HPE ‘dynamic trunk’ is dynamic LACP / 802.3ad. There are limitations as detailed in the documentation, ‘static LACP’ or ‘trunk’ are the other options.
NIC Teaming has several MAC address use methods and caveats as detailed in the Microsoft documentation. Inconsistent use of MAC addresses can lead to traffic in one direction being flooded across parts of the network as FDB entries age out.
Thank you, it seems I need to do some reading on the various caveats and limitations. I am aware that a single connection will rarely make use of more than one interface at a time, and some other things (out-of-order packet possibilities and stuff), but I need to read up on the NIC teaming and the switch to switch trunking.
I suppose it’d be helpful if I was to capture the mac forwarding tables of the switches during the problem.
I’m not actually sure the 802.3ad between Linux and the HPE 2810 switch is working.
The switch says ‘LACP Partner: No’ for the 4 ports that are connected to Linux.
Yet it is happily creating a dynamic configuration for the 4 ports linking both switches, and also the 4 ports that go to Windows.

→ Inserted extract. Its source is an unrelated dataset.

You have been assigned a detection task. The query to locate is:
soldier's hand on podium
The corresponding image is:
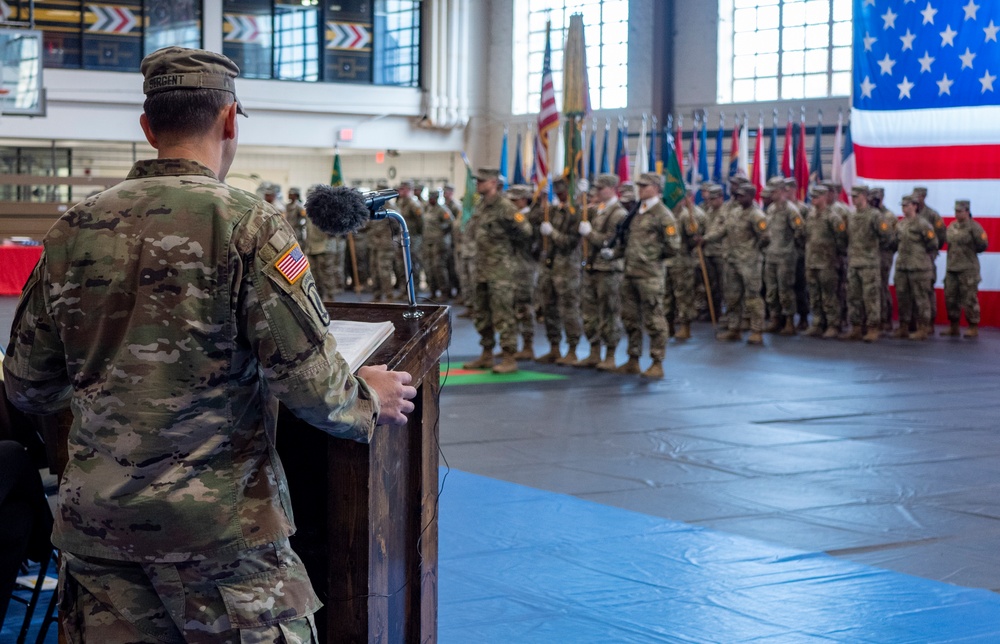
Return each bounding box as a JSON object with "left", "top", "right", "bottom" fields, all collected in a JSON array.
[{"left": 359, "top": 364, "right": 417, "bottom": 426}]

LACP Partner: No - LACP is enabled on the switch, but either LACP is not enabled or the link has not been detected on the opposite device.
On the linux host cat /proc/net/bonding/bond0 may shed some light on what’s going on. Having distinct IP addresses on the members of the bond is not a usual setup and may have side-effects.
Yeah I did have ipv6 autoconfiguration still enabled on 3 of the slaves, by accident.
It has made no difference though.
I have now changed to mode 0 (round-robin) on Linux, and set the port to ‘trunk no-protocol’ i.e. not LACP on the switch.